Lo conferma anche il viceallenatore Francesco Tricarico, che non nasconde il peso della gara: «Arriviamo a questa partita estremamente importante con la voglia e la consapevolezza di fare risultato. Sarà fondamentale creare entusiasmo al PalaMaggetti e portare a termine questa missione: i due punti sono vitali per classifica e futuro». Tricarico avverte però che l’Urania non va giudicata solo dalla posizione in graduatoria: «Affrontiamo una squadra che forse non rispecchia la classifica che ha. È un roster esperto, di qualità, che non ha solo Gentile come faro offensivo: Amato, Taylor e l’ultimo arrivato Morse sono giocatori veri». Dall’altra parte, Milano arriva al completo e con la serenità di chi sa di avere margini di crescita.
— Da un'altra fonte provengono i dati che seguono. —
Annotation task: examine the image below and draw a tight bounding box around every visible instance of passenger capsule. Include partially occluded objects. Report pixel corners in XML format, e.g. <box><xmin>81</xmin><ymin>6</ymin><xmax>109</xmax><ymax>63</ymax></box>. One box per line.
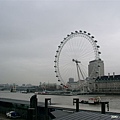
<box><xmin>88</xmin><ymin>33</ymin><xmax>90</xmax><ymax>35</ymax></box>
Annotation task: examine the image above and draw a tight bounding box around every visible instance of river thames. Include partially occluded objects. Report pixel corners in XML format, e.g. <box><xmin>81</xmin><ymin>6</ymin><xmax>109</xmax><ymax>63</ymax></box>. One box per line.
<box><xmin>0</xmin><ymin>91</ymin><xmax>120</xmax><ymax>113</ymax></box>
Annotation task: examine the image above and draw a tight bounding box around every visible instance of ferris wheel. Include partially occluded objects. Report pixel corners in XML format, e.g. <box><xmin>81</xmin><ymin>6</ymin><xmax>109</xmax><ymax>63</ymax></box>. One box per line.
<box><xmin>54</xmin><ymin>30</ymin><xmax>101</xmax><ymax>88</ymax></box>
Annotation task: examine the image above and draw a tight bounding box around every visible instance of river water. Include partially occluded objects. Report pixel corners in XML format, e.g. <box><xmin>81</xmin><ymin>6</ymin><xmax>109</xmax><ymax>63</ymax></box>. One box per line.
<box><xmin>0</xmin><ymin>91</ymin><xmax>120</xmax><ymax>113</ymax></box>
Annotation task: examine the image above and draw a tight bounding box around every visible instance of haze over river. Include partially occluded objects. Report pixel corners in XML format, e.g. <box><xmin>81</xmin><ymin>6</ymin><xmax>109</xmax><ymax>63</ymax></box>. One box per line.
<box><xmin>0</xmin><ymin>91</ymin><xmax>120</xmax><ymax>113</ymax></box>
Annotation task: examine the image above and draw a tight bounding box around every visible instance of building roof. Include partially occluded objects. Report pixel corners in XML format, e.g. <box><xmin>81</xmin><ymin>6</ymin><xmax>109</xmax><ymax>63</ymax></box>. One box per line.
<box><xmin>95</xmin><ymin>75</ymin><xmax>120</xmax><ymax>82</ymax></box>
<box><xmin>55</xmin><ymin>111</ymin><xmax>120</xmax><ymax>120</ymax></box>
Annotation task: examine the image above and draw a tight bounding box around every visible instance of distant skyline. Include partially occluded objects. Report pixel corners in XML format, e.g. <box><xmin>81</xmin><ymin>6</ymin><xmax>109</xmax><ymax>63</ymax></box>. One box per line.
<box><xmin>0</xmin><ymin>0</ymin><xmax>120</xmax><ymax>85</ymax></box>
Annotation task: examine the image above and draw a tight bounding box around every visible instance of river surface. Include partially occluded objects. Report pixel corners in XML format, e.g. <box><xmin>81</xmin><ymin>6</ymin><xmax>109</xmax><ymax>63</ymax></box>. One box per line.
<box><xmin>0</xmin><ymin>91</ymin><xmax>120</xmax><ymax>113</ymax></box>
Coach Marco Cardani mette subito le mani avanti: «Ci aspetta una partita molto dura, contro una squadra alla caccia di punti salvezza. Roseto ha dimostrato di essere competitiva, perdendo spesso in volata anche contro corazzate come Pesaro. Dovremo essere molto più pronti difensivamente rispetto all’andata, soprattutto nel limitare Cannon e Robinson». L’Urania, battuta all’andata 69-81, sa che il PalaMaggetti sarà un ambiente caldo, e che Roseto – al netto delle difficoltà – ha sempre venduto cara la pelle. Per Finelli sarà la prima gara casalinga del suo secondo mandato, un ritorno che il pubblico attende per ritrovare identità e coraggio. Per Roseto, invece, potrebbe essere davvero uno degli ultimi treni per restare agganciati alla corsa salvezza. Per Milano, una trasferta insidiosa da affrontare con lucidità. Per tutti, una partita che promette tensione, ritmo e una posta in palio che pesa come un macigno.